It is normal for many environments to run applications in the cloud. For some environments, the new normal is running applications in multiple clouds, as well as running applications in their own data center or private cloud. If the new normal includes a data center plus multiple cloud environments, then we need to know how to protect applications running in those environments. Using different backup applications for the three different environments can get complicated, and complication equals risk.
It is this new world of multiple clouds and data centers that Datos IO claims to address with its latest release of RecoverX. If you’re not familiar with Datos IO, be sure to check out our previous briefing note on its product. A brief summary is that it is a data protection product designed for extreme scalability and cloud suitability. Its initial release targetes non-relational databases such as Cassandra and MongoDB, since there are not a lot of products going after that growth market.
With some time under its belt, RecoverX is now stretching its wings to protect other applications in the cloud and the data center. RecoverX 2.0 includes data protection and data mobility for relational databases. The product allows you to backup relational databases running in any cloud vendor and your data center, and then allows you to easily recover or migrate that application to any cloud vendor or your own data center.
Datos IO is quick to mention that a key element of its products is semantic deduplication. Most deduplication is block-based, and most backup dedupe is done by first unpacking the backup format, and then applying a block-based deduplication algorithm. The challenge with block-based deduplication is that it is very CPU intensive, so deduplication vendors must strike a balance between deduplication ratios and performance. The smaller the block size the deduplication algorithm looks at, the better the deduplication ratio will be. A 256K block size would render great deduplication ratios, but it would require the creation of 16 times more SHA256 hashes than the typical block size of 8K that is used by most deduplication products.
Semantic deduplication looks at the change vectors themselves, such as a single element in a single table being changed from 5 to 7. Storing that change with a semantic deduplication system might require a few bytes of storage. But if you made that change, backed it up, and then submitted it to a block-based deduplication system, it would store at least 8 KB. This is why Datos IO advertises a 10 X bidirectional move efficiency of semantic deduplication over the alternatives.

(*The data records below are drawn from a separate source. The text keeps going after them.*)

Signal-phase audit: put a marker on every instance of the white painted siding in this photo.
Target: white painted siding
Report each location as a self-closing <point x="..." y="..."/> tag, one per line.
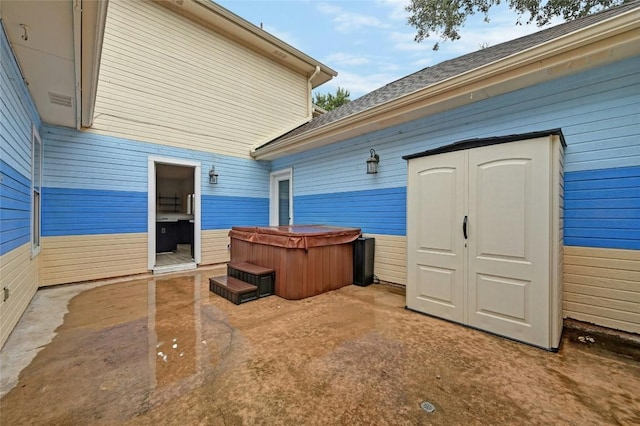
<point x="167" y="80"/>
<point x="602" y="286"/>
<point x="80" y="258"/>
<point x="19" y="274"/>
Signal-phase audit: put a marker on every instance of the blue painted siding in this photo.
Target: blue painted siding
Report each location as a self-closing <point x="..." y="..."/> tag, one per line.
<point x="377" y="212"/>
<point x="91" y="212"/>
<point x="602" y="208"/>
<point x="17" y="118"/>
<point x="15" y="213"/>
<point x="597" y="111"/>
<point x="97" y="184"/>
<point x="84" y="160"/>
<point x="225" y="212"/>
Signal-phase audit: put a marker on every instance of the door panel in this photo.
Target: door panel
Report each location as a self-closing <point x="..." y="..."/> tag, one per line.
<point x="509" y="210"/>
<point x="283" y="202"/>
<point x="436" y="246"/>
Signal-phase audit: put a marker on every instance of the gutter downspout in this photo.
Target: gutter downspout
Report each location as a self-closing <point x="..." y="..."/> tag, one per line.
<point x="305" y="120"/>
<point x="77" y="50"/>
<point x="310" y="90"/>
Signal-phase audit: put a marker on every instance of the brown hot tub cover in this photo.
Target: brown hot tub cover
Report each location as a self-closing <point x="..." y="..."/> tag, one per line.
<point x="296" y="236"/>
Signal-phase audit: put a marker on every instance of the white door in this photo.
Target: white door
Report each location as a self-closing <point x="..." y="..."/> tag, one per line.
<point x="509" y="238"/>
<point x="478" y="238"/>
<point x="436" y="245"/>
<point x="281" y="198"/>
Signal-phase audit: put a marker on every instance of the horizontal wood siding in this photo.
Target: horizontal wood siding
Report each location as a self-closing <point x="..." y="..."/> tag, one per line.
<point x="167" y="80"/>
<point x="20" y="274"/>
<point x="390" y="258"/>
<point x="15" y="209"/>
<point x="602" y="208"/>
<point x="596" y="110"/>
<point x="215" y="246"/>
<point x="373" y="211"/>
<point x="96" y="184"/>
<point x="598" y="113"/>
<point x="17" y="113"/>
<point x="602" y="286"/>
<point x="79" y="258"/>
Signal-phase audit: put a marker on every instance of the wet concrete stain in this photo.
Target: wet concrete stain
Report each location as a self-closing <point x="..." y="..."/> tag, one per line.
<point x="167" y="351"/>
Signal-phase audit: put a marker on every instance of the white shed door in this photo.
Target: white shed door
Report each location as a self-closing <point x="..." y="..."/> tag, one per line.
<point x="497" y="278"/>
<point x="437" y="254"/>
<point x="508" y="240"/>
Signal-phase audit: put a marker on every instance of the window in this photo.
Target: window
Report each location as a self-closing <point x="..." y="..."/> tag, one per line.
<point x="36" y="188"/>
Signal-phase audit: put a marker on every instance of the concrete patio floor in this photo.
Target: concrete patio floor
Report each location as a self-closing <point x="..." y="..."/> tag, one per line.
<point x="164" y="350"/>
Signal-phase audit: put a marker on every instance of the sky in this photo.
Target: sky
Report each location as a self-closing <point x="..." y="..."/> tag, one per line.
<point x="368" y="42"/>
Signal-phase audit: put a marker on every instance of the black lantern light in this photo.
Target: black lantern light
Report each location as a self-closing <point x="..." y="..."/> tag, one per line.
<point x="213" y="176"/>
<point x="372" y="162"/>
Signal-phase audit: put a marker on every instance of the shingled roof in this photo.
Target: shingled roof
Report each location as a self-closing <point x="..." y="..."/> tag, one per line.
<point x="450" y="68"/>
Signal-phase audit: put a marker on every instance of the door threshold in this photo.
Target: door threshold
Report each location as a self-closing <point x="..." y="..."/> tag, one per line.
<point x="165" y="269"/>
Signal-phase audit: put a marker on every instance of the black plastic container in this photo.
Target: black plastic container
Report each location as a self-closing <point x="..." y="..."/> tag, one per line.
<point x="363" y="257"/>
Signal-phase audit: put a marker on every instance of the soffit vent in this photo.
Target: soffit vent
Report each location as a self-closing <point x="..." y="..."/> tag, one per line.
<point x="62" y="100"/>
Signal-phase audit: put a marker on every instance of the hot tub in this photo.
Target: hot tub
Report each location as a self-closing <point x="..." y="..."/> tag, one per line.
<point x="308" y="259"/>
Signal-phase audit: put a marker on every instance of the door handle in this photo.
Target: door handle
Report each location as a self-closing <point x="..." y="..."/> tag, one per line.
<point x="464" y="227"/>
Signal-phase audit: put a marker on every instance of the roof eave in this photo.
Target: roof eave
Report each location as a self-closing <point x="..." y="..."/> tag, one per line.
<point x="603" y="42"/>
<point x="94" y="17"/>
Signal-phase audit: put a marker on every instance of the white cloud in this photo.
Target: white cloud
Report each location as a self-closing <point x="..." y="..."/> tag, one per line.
<point x="358" y="84"/>
<point x="404" y="41"/>
<point x="396" y="7"/>
<point x="285" y="36"/>
<point x="345" y="21"/>
<point x="422" y="63"/>
<point x="347" y="59"/>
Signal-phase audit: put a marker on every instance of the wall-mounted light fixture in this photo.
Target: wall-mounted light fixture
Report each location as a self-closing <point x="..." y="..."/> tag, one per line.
<point x="372" y="162"/>
<point x="213" y="176"/>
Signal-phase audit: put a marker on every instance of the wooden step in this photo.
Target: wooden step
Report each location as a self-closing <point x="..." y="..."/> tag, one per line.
<point x="233" y="289"/>
<point x="250" y="268"/>
<point x="260" y="276"/>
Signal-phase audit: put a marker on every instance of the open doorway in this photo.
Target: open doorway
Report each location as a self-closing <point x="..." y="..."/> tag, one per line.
<point x="174" y="215"/>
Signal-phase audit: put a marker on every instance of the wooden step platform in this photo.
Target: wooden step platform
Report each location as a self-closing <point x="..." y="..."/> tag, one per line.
<point x="263" y="278"/>
<point x="233" y="289"/>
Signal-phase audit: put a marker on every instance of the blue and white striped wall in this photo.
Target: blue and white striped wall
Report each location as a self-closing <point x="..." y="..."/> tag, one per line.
<point x="95" y="203"/>
<point x="599" y="114"/>
<point x="18" y="116"/>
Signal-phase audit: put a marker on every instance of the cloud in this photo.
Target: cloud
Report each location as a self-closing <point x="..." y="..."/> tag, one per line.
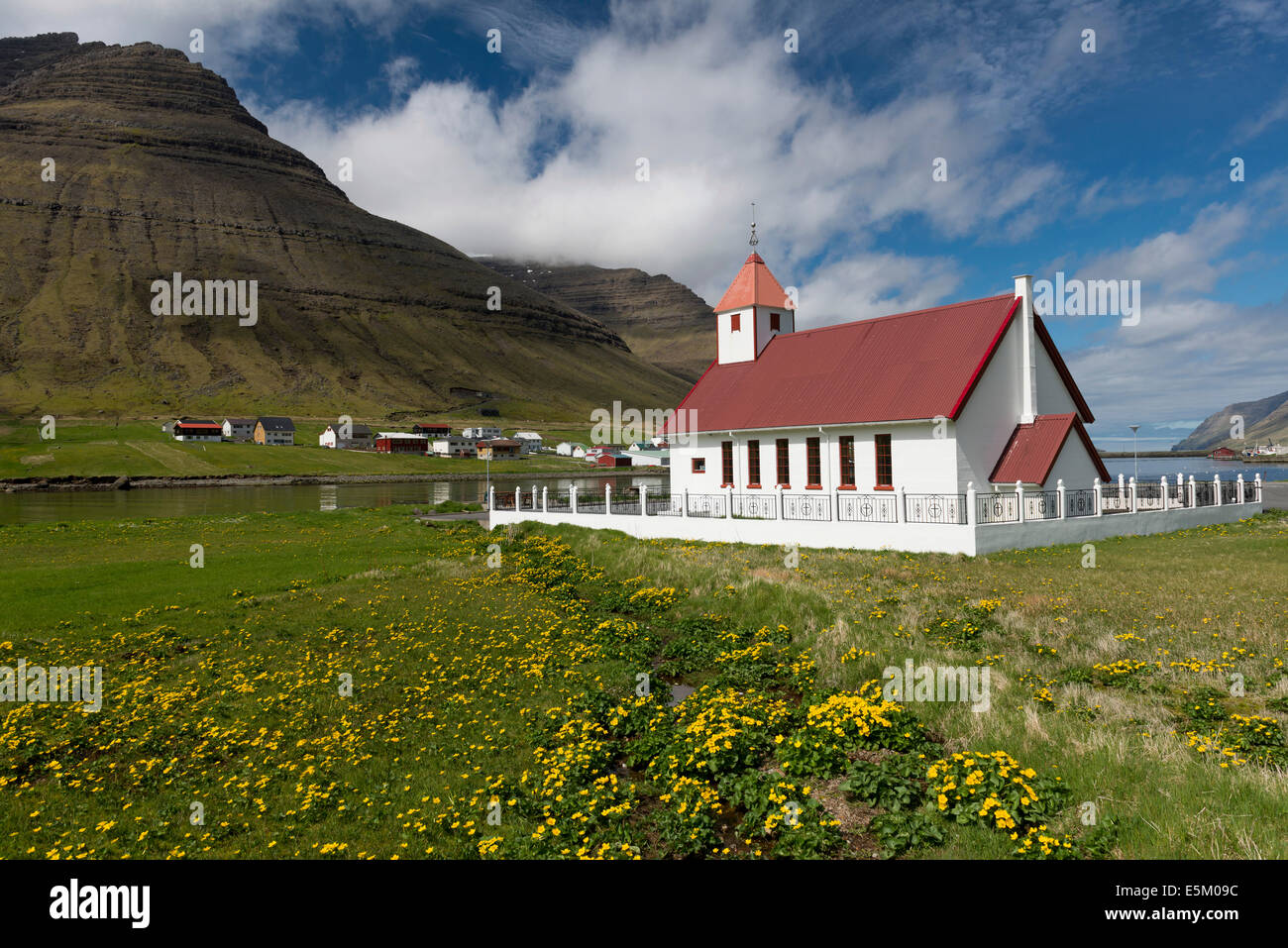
<point x="708" y="98"/>
<point x="1180" y="262"/>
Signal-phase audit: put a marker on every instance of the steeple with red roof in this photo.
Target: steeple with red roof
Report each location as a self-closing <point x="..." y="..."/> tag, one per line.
<point x="752" y="311"/>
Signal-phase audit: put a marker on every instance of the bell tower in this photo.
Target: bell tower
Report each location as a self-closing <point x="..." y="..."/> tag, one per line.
<point x="754" y="309"/>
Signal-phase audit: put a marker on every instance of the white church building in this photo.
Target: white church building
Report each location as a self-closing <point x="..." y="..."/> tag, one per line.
<point x="956" y="428"/>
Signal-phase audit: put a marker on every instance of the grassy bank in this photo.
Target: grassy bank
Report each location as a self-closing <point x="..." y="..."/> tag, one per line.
<point x="496" y="704"/>
<point x="140" y="449"/>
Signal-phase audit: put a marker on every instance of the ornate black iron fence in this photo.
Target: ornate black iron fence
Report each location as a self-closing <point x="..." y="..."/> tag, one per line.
<point x="935" y="507"/>
<point x="706" y="505"/>
<point x="666" y="506"/>
<point x="867" y="507"/>
<point x="755" y="506"/>
<point x="997" y="507"/>
<point x="806" y="506"/>
<point x="1080" y="502"/>
<point x="1042" y="505"/>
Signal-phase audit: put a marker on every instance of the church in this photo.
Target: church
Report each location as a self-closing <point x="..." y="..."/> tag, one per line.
<point x="953" y="429"/>
<point x="931" y="401"/>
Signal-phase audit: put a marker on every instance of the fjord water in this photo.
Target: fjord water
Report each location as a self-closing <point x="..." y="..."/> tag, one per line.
<point x="38" y="506"/>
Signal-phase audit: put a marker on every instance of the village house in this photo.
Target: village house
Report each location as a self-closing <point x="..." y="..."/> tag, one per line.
<point x="956" y="428"/>
<point x="501" y="449"/>
<point x="239" y="429"/>
<point x="432" y="430"/>
<point x="360" y="437"/>
<point x="529" y="442"/>
<point x="455" y="446"/>
<point x="271" y="429"/>
<point x="402" y="443"/>
<point x="197" y="429"/>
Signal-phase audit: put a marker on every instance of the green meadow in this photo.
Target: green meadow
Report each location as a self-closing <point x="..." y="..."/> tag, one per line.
<point x="355" y="685"/>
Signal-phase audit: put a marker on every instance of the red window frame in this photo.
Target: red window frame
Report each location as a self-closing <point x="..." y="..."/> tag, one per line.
<point x="812" y="466"/>
<point x="784" y="463"/>
<point x="846" y="456"/>
<point x="885" y="463"/>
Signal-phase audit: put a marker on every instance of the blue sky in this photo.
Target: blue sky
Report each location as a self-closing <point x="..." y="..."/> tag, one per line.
<point x="1111" y="163"/>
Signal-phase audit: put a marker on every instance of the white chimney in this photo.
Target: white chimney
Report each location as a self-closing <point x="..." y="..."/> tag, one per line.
<point x="1029" y="355"/>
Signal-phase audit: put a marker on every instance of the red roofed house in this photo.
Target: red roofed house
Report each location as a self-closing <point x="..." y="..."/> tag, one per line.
<point x="970" y="393"/>
<point x="194" y="429"/>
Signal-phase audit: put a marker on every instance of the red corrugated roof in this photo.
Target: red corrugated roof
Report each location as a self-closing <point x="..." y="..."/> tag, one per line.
<point x="1033" y="449"/>
<point x="898" y="368"/>
<point x="754" y="285"/>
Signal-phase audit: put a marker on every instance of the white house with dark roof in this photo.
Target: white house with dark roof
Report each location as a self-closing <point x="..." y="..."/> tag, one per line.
<point x="956" y="428"/>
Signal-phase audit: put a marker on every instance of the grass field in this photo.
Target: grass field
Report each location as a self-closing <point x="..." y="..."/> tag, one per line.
<point x="496" y="706"/>
<point x="140" y="449"/>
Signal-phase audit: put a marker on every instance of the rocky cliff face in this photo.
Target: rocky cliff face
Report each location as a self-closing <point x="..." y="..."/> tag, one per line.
<point x="1265" y="420"/>
<point x="661" y="320"/>
<point x="159" y="168"/>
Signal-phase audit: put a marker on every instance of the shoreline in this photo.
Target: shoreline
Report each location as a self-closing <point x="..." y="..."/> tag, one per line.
<point x="107" y="481"/>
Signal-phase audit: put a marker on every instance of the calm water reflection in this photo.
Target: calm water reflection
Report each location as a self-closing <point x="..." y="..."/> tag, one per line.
<point x="40" y="506"/>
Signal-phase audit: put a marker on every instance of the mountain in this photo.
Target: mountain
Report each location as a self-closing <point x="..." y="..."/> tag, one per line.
<point x="661" y="320"/>
<point x="159" y="168"/>
<point x="1262" y="421"/>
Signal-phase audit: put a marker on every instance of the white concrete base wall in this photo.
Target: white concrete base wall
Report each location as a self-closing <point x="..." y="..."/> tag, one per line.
<point x="911" y="537"/>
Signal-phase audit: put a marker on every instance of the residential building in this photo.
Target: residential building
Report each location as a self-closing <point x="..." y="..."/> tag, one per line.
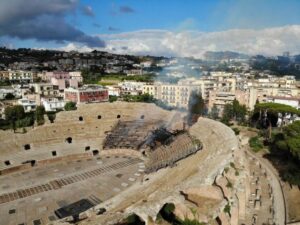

Both the data protection and data mobility features employ source-side application listeners that perform their deduplication before transmitting backups or migration jobs across the wire. Like the previous version of RecoverX, this product also uses a non-media server architecture; backups are sent straight to a scale out cluster running the RecoverX software. Datos IO announced that RecoverX 2.0 also includes support for increasing the size of the RecoverX cluster from 3 to 5 nodes. Datos IO designed the product to be scalable to many more nodes, but this is what it has tested and is supporting today.
Finally, RecoverX 2.0 includes data protection for big data file systems, such as Hadoop and HDFS. It supports backing these systems up in a similar way to how it handles large databases by using a listener that provides incremental-forever backups. The product also supports semantic deduplication, but currently it is only at the file level. Datos IO’s representatives did say that it is examining the possibility of looking for changes within a file the way RecoverX looks for changes within a database.
RecoverX is a very different data protection product written for a very different world than that existed before the cloud. It is unique in its support for the cloud without ignoring the data center. This unique combination of features that allows a customer to protect applications and scale-out file systems no matter where they reside, and recover or migrate those applications anywhere else they might reside is quite powerful.